# here today...gone today...a little adventure



## zeeprogrammer (Jun 16, 2010)

No one was harmed except my wallet...

The day begins with finding out my fridge needs $400 of repairs.

After work T and I head for the pool. Good therapy for my knee. And I admit, even after 34+ plus years of marriage...I like seeing her in a bathing suit (or less).

She: What was that noise?
Me: Sounded like it came from the neighbors.
She: You sure it isn't the branches on that tree back there?
Me: Yeah. But I do hope we can move before it has to come down.
She: There it is again. I think the branches are falling.
Me: Sounds like the neighbor dropping some sacks or laying in firewood.
She: Hm...maybe. I worry about those dead branches.

A few minutes later...she's getting out of the pool...

More noise...a bit louder...

She: CARL!!! RUN!! RUN!!!

I'm thinking "Run? I'm in a pool."

I turn around and half of a fifty+ foot ash tree is coming down towards me.
The top lands about 7-8 feet from me.

So I was wrong.

She: Weren't you scared? I'm still shaking.
Me: No...(perhaps stupidly). Whatever was going to happen was going to happen.

She: It's on my garden (around the pool).
Me: I'll take care of it.

I get out the electric chain saw, hack it up, and remove it from the garden.
The hero.

She: That's covered with poison ivy.
Me: Crap.

I've never had poison ivy. I've handled it and never been bothered. But you never know when you'll become allergic to something.

A soapy shower.

Now I sit here...wondering...
Is that the usual old man scratch habit?
Is that an itch?
Should I scratch?
So far I'm good.

This all happened within 30 minutes of her telling me what she got for a bonus today. Add the kids...and no bonus. Sigh.

We can only tell each other..."Like we said back home...it could be worse."


Crap.

 :big:


----------



## Deanofid (Jun 16, 2010)

You tell a good story, even when it's not a good thing, Zee.
Keep your fingers out of your eyes, and.. other parts.

Dean


----------



## ksouers (Jun 16, 2010)

Glad everything turned out OK and everyone is safe, zee.

Just goes to show, you can't trust wood!


----------



## metalmuncher (Jun 17, 2010)

Glad you're safe and well, you never know when your time is coming. One of our neighbours went out on his motorbike yesterday morning and never made it home again. Don't know all the details yet but seems he went under a car.

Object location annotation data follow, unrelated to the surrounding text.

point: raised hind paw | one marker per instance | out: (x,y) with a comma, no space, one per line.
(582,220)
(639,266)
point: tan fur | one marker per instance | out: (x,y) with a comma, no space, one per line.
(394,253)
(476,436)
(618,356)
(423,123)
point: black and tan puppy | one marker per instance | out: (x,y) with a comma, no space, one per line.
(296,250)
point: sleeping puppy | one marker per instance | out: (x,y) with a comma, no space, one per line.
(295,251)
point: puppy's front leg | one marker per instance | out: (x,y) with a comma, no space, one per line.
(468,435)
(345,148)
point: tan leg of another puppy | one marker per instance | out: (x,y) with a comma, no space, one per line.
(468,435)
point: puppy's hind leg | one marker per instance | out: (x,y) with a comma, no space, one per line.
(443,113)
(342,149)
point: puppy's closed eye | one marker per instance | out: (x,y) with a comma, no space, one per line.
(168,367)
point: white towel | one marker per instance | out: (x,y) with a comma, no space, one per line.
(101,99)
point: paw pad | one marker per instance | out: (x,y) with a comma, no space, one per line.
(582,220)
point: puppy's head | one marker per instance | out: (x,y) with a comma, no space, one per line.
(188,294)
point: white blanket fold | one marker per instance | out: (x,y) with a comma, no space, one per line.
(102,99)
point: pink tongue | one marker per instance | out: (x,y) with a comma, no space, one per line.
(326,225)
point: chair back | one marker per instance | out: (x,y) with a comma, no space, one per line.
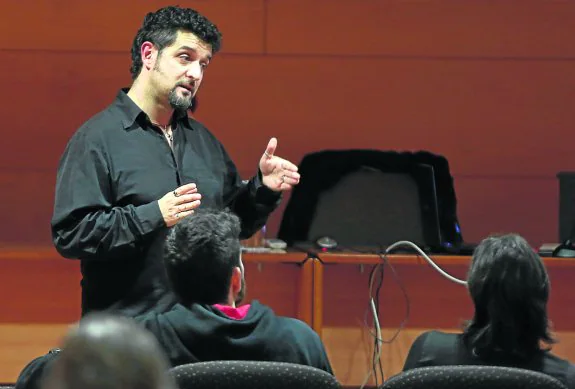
(251,375)
(471,377)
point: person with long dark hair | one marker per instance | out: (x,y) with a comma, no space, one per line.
(509,286)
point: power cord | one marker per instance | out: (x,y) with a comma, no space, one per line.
(374,303)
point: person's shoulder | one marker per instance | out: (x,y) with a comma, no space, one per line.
(102,124)
(295,328)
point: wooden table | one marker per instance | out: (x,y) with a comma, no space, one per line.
(41,297)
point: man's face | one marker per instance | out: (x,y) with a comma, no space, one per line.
(179,69)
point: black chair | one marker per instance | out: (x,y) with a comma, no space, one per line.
(251,375)
(471,377)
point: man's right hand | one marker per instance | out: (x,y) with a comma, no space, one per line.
(179,203)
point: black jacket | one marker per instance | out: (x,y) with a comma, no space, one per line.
(113,171)
(436,348)
(204,333)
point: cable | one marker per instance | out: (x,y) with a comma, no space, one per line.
(374,303)
(429,260)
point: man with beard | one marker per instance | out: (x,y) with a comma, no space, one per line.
(141,165)
(202,257)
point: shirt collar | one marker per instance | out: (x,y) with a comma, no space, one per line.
(131,112)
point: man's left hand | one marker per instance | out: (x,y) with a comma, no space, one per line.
(278,174)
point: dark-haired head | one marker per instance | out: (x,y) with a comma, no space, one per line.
(509,287)
(109,352)
(161,29)
(202,256)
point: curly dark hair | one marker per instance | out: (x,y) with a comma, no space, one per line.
(200,254)
(509,287)
(161,28)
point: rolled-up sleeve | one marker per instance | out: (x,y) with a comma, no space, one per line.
(86,223)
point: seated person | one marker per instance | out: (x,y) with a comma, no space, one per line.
(509,287)
(202,258)
(102,352)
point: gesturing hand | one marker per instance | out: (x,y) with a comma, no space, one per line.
(278,174)
(179,203)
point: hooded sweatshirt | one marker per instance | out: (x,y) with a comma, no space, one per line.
(204,333)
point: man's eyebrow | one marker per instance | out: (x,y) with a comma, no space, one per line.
(209,56)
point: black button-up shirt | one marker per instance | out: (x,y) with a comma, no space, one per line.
(113,171)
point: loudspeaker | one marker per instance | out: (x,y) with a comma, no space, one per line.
(372,208)
(566,205)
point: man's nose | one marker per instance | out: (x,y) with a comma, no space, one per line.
(194,70)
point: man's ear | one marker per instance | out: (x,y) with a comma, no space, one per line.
(149,55)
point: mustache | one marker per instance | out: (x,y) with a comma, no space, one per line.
(187,85)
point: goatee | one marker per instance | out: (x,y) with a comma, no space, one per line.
(180,103)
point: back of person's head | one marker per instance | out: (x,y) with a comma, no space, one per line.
(509,287)
(200,255)
(161,29)
(109,352)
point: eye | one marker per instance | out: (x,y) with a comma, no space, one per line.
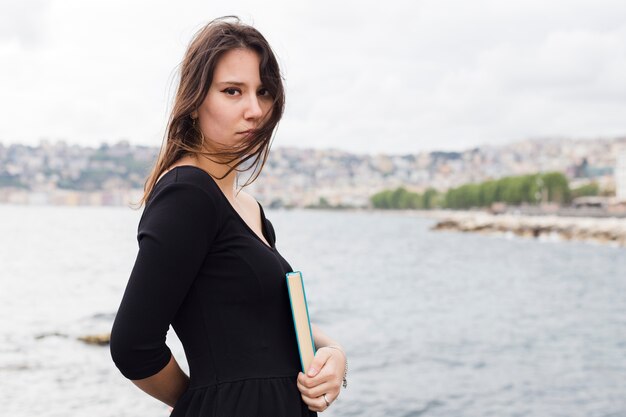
(264,92)
(231,91)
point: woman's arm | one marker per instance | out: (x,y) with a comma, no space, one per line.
(167,385)
(322,383)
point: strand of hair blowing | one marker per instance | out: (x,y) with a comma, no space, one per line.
(197,68)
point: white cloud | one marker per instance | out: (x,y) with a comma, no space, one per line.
(395,76)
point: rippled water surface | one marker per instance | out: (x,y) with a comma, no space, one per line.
(435,324)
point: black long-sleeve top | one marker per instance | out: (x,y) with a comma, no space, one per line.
(201,269)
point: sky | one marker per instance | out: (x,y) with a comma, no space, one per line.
(361,76)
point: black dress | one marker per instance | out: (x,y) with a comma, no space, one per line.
(201,269)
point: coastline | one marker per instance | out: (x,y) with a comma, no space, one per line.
(604,230)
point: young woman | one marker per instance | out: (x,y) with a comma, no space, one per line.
(207,261)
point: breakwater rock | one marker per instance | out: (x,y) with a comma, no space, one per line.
(96,339)
(601,230)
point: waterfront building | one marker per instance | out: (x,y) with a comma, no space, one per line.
(620,175)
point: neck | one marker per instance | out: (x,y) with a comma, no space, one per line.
(217,170)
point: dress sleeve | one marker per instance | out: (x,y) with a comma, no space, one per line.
(175,233)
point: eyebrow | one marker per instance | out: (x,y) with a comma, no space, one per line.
(237,83)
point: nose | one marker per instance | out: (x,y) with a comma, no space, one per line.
(253,108)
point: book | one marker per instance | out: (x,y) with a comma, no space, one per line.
(301,321)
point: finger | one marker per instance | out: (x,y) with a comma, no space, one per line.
(319,360)
(331,389)
(316,404)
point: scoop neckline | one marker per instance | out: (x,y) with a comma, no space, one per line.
(263,218)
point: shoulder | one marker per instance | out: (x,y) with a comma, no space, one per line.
(184,192)
(249,202)
(187,180)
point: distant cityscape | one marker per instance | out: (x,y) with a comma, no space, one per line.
(113,174)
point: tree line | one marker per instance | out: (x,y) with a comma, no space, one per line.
(550,187)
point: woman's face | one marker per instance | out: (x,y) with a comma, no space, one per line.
(236,102)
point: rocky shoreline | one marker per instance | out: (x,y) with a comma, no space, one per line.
(610,231)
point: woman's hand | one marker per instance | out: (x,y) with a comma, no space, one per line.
(323,377)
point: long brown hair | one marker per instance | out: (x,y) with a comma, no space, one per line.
(182,137)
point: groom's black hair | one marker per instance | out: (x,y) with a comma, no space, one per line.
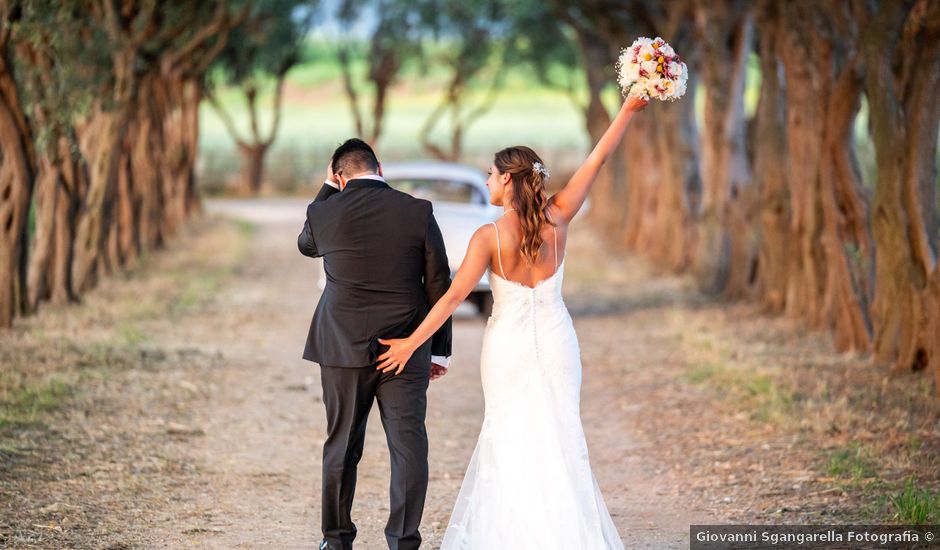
(354,156)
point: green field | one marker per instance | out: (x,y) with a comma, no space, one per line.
(317,117)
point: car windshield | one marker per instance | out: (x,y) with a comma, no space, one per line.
(437,190)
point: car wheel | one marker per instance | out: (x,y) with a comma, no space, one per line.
(484,302)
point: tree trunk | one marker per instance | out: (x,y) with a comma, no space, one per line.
(769,170)
(16,188)
(95,218)
(807,92)
(904,118)
(252,167)
(723,259)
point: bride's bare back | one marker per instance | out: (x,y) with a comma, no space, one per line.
(507,258)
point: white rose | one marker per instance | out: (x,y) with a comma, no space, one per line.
(649,67)
(630,72)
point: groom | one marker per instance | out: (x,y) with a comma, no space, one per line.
(385,267)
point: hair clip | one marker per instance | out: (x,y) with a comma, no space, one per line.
(540,168)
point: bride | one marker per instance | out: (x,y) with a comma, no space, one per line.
(529,484)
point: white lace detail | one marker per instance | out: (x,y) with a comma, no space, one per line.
(529,484)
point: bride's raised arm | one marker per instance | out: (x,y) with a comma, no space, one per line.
(566,203)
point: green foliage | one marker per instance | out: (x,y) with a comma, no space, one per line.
(916,504)
(269,42)
(62,63)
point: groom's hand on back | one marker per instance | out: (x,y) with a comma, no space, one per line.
(437,371)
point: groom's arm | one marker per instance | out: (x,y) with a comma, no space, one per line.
(436,283)
(305,242)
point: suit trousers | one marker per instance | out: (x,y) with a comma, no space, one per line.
(348,394)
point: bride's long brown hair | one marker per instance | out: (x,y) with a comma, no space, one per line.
(528,195)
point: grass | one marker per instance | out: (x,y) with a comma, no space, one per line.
(24,406)
(758,393)
(915,504)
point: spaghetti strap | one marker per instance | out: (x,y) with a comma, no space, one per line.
(555,231)
(499,256)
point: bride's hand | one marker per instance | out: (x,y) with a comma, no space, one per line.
(398,354)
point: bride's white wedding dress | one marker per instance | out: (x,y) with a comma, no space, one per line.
(529,484)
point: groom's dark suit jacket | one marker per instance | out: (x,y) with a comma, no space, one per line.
(385,266)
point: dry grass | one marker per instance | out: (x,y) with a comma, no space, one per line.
(78,468)
(761,420)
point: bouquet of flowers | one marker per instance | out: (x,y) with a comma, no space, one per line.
(651,68)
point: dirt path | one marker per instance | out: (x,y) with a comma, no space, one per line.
(190,420)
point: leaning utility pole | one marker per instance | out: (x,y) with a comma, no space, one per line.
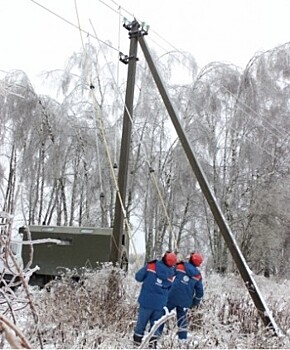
(118,228)
(238,257)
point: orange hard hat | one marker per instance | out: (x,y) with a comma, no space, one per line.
(170,259)
(195,259)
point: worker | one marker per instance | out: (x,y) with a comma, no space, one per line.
(156,277)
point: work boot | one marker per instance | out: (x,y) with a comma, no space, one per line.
(137,340)
(153,342)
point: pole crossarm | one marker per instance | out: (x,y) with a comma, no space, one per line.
(225,230)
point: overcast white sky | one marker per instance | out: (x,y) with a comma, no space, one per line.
(34,40)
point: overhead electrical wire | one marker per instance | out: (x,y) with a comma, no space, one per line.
(112,47)
(96,37)
(141,144)
(102,129)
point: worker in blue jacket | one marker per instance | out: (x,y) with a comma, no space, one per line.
(157,277)
(186,292)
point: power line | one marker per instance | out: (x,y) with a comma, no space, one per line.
(74,25)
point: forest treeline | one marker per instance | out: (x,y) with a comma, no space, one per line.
(59,158)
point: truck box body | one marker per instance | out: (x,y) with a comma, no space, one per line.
(80,247)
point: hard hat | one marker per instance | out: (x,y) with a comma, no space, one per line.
(195,259)
(170,259)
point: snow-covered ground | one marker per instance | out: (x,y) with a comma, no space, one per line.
(101,310)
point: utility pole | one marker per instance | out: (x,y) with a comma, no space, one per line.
(118,228)
(234,249)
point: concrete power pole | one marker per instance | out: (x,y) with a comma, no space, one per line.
(118,228)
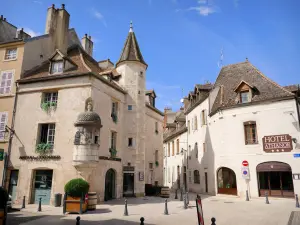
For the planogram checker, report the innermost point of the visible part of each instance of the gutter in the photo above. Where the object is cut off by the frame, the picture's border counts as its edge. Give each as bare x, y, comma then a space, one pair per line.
11, 135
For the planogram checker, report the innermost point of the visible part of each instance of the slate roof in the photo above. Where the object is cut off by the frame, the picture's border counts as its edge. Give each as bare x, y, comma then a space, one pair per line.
131, 50
230, 77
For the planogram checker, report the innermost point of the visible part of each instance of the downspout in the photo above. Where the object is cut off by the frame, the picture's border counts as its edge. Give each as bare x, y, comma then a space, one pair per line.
12, 132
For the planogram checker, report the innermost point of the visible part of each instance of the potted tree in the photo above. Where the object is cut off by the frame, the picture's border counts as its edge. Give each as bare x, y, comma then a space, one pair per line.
75, 196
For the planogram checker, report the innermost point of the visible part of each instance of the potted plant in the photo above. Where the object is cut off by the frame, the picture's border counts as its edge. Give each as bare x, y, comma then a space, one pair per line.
113, 152
43, 148
75, 196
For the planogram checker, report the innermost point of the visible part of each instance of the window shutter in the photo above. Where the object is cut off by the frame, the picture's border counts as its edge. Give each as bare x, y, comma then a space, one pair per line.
3, 121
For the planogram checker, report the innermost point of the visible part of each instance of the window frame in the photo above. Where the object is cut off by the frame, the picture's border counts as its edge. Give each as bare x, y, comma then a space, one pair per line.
5, 84
53, 63
10, 59
246, 125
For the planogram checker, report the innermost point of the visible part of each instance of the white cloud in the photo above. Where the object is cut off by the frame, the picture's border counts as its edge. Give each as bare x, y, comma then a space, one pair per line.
204, 10
99, 16
31, 32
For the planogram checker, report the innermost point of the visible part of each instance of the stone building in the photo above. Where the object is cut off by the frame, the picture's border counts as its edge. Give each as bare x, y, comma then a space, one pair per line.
243, 134
76, 117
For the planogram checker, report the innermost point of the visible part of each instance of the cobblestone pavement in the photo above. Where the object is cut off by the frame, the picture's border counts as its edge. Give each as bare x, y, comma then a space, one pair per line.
226, 209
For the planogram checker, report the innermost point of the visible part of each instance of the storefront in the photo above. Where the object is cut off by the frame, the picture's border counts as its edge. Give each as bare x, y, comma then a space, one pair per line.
276, 179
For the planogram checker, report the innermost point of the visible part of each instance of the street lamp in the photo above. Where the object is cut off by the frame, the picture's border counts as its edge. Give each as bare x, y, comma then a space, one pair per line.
8, 131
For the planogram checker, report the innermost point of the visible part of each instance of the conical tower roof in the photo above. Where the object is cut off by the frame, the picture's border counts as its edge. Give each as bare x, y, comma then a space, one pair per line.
131, 50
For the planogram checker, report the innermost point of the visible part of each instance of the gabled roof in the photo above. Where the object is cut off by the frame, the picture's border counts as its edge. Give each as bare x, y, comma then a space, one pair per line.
131, 50
232, 75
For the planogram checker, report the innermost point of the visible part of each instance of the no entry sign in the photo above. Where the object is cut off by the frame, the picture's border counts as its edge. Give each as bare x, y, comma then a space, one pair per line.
245, 163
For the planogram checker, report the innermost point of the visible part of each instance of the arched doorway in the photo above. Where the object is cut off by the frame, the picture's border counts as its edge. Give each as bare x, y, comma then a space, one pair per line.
226, 180
110, 183
275, 178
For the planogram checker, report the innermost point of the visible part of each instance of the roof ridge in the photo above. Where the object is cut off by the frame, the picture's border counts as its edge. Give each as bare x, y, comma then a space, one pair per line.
268, 79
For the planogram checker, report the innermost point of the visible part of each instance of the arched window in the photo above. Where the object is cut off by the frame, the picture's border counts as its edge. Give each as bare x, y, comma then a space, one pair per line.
196, 177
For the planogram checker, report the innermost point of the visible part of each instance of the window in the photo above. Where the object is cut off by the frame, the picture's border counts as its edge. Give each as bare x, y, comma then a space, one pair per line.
57, 67
114, 111
3, 122
173, 150
250, 132
6, 80
10, 54
156, 127
203, 117
47, 133
244, 97
113, 140
196, 177
190, 176
130, 142
195, 123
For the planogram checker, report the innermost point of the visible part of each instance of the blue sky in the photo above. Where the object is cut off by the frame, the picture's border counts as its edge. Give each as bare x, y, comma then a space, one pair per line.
181, 40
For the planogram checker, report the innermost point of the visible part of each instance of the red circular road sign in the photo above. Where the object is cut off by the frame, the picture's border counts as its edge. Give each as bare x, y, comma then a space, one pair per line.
245, 163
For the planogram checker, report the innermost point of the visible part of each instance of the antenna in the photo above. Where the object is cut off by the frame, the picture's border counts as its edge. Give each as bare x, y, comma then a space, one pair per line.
220, 63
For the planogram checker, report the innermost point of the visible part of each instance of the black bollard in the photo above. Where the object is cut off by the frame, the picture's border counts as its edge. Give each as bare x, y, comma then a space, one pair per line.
166, 207
181, 195
184, 202
78, 220
297, 202
247, 196
142, 221
125, 210
40, 205
23, 203
213, 221
267, 199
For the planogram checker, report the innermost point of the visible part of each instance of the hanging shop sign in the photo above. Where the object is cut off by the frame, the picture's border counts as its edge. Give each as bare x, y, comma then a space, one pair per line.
277, 143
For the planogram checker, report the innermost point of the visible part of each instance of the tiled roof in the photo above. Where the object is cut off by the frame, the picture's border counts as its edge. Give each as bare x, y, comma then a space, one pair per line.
230, 77
131, 50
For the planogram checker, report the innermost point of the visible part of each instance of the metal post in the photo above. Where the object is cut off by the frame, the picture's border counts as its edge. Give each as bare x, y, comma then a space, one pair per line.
125, 210
181, 199
166, 207
142, 221
187, 198
23, 203
267, 199
184, 202
247, 196
297, 202
40, 205
78, 220
213, 221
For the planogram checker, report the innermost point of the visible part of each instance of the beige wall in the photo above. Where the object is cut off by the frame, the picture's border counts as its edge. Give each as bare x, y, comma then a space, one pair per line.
7, 100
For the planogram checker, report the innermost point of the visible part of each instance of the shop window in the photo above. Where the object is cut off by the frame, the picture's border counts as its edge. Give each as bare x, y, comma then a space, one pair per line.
196, 177
250, 132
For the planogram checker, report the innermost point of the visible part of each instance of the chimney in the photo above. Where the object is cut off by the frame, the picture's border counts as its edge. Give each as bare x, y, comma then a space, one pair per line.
57, 26
87, 44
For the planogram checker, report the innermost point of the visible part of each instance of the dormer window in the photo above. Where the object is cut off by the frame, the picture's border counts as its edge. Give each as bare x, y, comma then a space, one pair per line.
57, 67
244, 96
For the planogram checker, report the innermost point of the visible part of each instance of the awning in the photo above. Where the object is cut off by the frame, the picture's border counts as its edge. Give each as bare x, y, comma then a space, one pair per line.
273, 166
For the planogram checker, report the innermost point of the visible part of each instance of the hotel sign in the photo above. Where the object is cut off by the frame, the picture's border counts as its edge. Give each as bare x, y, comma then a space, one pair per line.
277, 143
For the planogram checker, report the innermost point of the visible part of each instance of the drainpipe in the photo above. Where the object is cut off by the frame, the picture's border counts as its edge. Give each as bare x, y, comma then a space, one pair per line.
12, 131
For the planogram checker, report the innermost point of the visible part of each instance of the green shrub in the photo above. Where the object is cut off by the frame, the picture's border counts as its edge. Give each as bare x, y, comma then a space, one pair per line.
3, 198
77, 187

Take care of yourself Keith.


----------



## Twmaster (Jun 17, 2010)

I'm like Zee.... When my number gets called in the bingo game of life it will be my time.

Glad you didn't get hurt Carl.


----------



## tel (Jun 17, 2010)

... 'course a _real_ man would 'ave thrown 'imself in front of that tree to keep it from bending the garden.


----------



## zeeprogrammer (Jun 17, 2010)

tel  said:
			
		

> ... 'course a _real_ man would 'ave thrown 'imself in front of that tree to keep it from bending the garden.



None available. Remember? I don't have a grill, bowling ball, or lawn tractor.



Thanks everyone.


----------



## 90LX_Notch (Jun 17, 2010)

Carl,

Here's a little of the "surface" knowledge I know about Posion Ivy:

The reactive agent is a resin that stays active for months. That being said, if the resin is on your shoes and you tie them, you can get Posion Ivy weeks/months later.

It takes about a week for it to appear on you after handling it.

Bob


----------



## tmuir (Jun 17, 2010)

Wow close call.

Glad you are ok


----------



## b.lindsey (Jun 17, 2010)

You do have a way with a story Zee....just happy it tirned out ok in the end.

Bill


----------



## Troutsqueezer (Jun 17, 2010)

Something else about poison ivy, if you've never had it, you're most impervious to it. The more you get it, the more susceptible you are to it. So you may be OK. With 10 acres of it, I know some things about it. 

-Trout


----------



## mklotz (Jun 17, 2010)

Carl, I'm very glad to hear that you and T weren't drowned by a tree. I'll go out on a limb here and guess that you were both ash-en after the experience.  

Thanks for the reminder about poison ivy. I remember it well from my childhood in Pennsylvania. (Hmm, yet another negative memory of the East coast.)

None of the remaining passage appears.